The last project I worked on at Novell was using very early Linux (’93 and ’94) in a product (Linux as the OS base for a product) that Novell intended to give away as a desktop OS offering. We called it internally Corsair. To my knowledge the first time Linus Torvalds, creator of Linux, came to the US, from his native Finland, was at my invitation to come to Utah, at our expense, to see me and our team. We did a great deal with Linux at this time and this added, for me, additional weight to the benefits for useful platforms and how they can be successful. Linus was a brilliant young man, and I’m sure still is a brilliant somewhat older man now, with just the right mixture of technical prowess, an easy-going demeanor but also stern personality traits that played an almost indescribable role in the advancement of not only Linux but opensource and platforms. He changed the world in ways that would take me volumes to describe from even my very limited view. I was lucky to have met him early in his, and my, career. Just a bit more on Linus and Linux. There are many, many attributes that contributed to the success of Linux but one of these attributes early on was Linus’ decision to not only opensource Linux but to do so under the GNU General Public License (GPL).
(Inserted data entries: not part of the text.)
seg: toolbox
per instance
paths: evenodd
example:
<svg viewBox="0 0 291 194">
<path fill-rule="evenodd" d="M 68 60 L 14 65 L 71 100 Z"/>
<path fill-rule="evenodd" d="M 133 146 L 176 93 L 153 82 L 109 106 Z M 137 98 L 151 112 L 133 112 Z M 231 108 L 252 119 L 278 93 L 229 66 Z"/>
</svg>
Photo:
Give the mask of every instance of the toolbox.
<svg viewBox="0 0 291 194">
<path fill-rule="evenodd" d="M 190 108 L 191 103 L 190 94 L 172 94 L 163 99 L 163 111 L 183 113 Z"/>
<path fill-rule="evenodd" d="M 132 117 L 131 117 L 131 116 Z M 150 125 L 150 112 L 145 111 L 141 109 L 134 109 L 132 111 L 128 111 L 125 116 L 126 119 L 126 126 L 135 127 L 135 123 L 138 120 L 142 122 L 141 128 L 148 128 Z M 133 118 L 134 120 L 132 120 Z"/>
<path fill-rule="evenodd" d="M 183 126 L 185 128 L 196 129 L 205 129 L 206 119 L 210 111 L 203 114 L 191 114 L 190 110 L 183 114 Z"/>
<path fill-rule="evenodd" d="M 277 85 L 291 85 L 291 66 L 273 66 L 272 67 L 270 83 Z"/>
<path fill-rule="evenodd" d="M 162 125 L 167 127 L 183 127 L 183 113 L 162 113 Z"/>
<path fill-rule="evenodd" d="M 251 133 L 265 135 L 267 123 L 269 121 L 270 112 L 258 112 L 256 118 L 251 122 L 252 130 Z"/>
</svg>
A discussion on the genesis of GNU (the recursive acronym of GNU’s Not Unix), the GPL and Richard Stallman is beyond the scope of this blog post, though it would be long, interesting, and entertaining, I believe. This publishing Linux under the GPL was a great move, in my opinion, and that combined with Linus’ knowledge and personality was pivotal to Linux success early on and even until now. There are many wonderful articles that give context on why the GPL license was so important and that is outside of the scope of this blog post but interesting reads, nonetheless.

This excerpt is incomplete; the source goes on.